So (I submit) God can delay creating to enjoy anticipating a universe and/or desiring to create one. Parents can find joy in the anticipation of a child. . . . So God a fortiori can savor in advance the coming–to–be of a universe whose precise nature He foreknows.{21}

Such a portrait of God may seem overly anthropomorphic; but Leftow argues that a person of overflowing love delights in the goodness of a gift he will give and in the joy of the receiver in getting it and that God’s nature’s being agapé makes Him such a person.

The real rub with Leftow’s proposal, I think, lies in whether his proposed solution provides an answer to the question of why God would delay for infinite time His creation of the world. Leftow sees no problem in God’s waiting for infinite time, since God is infinitely patient. But the question remains of why God, having anticipated from eternity past the creation of the world, would at t delay creating until t + n. Or, obversely, why did He cease waiting and anticipating at t + n instead of earlier or later? Leftow answers that there is a time t at which one’s anticipation over bestowing a gift begins to wane and so reaches a point of diminishing returns.

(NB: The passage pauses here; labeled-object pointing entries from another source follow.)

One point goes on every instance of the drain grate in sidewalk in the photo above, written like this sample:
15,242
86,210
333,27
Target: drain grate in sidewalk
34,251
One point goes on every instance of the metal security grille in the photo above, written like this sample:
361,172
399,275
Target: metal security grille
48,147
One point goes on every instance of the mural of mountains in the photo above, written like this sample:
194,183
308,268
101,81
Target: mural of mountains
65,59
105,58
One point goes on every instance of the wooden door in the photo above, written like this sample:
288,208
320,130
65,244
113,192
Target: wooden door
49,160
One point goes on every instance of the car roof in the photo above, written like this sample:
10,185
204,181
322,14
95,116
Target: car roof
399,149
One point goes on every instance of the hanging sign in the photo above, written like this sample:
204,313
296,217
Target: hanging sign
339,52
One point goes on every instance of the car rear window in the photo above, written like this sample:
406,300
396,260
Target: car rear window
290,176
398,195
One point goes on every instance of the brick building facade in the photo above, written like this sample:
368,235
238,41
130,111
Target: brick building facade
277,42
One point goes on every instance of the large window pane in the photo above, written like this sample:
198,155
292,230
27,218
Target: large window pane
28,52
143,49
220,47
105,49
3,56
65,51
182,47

So a rational person concerned to maximize his or her overall happiness would have some reason to give his or her gift at t . . . . But if this is God’s concern, then God will not want to wait beyond t if after t He will no longer enjoy His maximal state of anticipatory happiness and will enjoy greater happiness if He gives at t. Now if God foresees His own future states, He knows from all–eternity precisely when His anticipation’s point of diminishing return will start to fall. If so, He can resolve to create at just this point.{22}

Leftow envisions a sort of "Gaussian curve" representing God’s rising and falling anticipatory pleasure (Fig. 1):

Figure 1: God’s anticipatory pleasure rises from a minimal value at t = – ∞ to a peak value before declining to a minimal value at t = + ∞ again.

Figure 1

God will create at the moment His anticipatory pleasure peaks, and that is t, the time of creation. Again, one might reasonably object that such a portrayal of God’s anticipatory pleasure is grossly anthropomorphic; but let that pass. The more salient difficulty is that Leftow’s Gaussian curve must be logically prior to the fact of the curve’s peaking specifically at t if it is to provide some rationale for God’s choosing to create at t. But then why, if the past is infinite, did God’s anticipation peak at t rather than sooner? Leftow’s reply is faltering:

. . . let us imagine a curve infinite along the x–axis inscribed in a two–dimensional space. There is no empty space along the x–axis into which to shift such a curve. The equations whose values that curve expresses generates a value of y for each point along the x–axis. Thus we cannot even speak of the curve’s nature and its location as two independent factors determining its highest point. Such a curve cannot be shifted. Rather, where its highest point falls clearly is a function of the nature of the curve alone. The curve’s nature suffices to determine where along the x–axis the curve’s greatest y–value occurs.{23}

This reply fails to take account of the paradoxical nature of the actual infinite. Just as the infamous Hilbert’s Hotel (each of whose infinitely many rooms are occupied) can accommodate infinitely many new guests simply by shifting each guest into a room with a number twice his own (thereby freeing up all the odd numbered rooms), so God’s pleasure curve, though infinitely extended, can be shifted backward in time simply by dividing every value of the x–coordinate by two. Since the past is, ex hypothesi, actually infinite, there is no danger of "scrunching up" the front of the curve by such a backward shift. If such a shift seems impossible, what is called into question is the possibility of an infinite past. But given the past’s infinity, there is no problem in shifting such a curve: its shape could remain unchanged and yet peak anywhere in the infinite past or future. Therefore, Leftow has not provided a cogent argument for, thinking that God’s anticipating creation for infinite time provides a reason as to why God creates at t instead of t + n (or t – n).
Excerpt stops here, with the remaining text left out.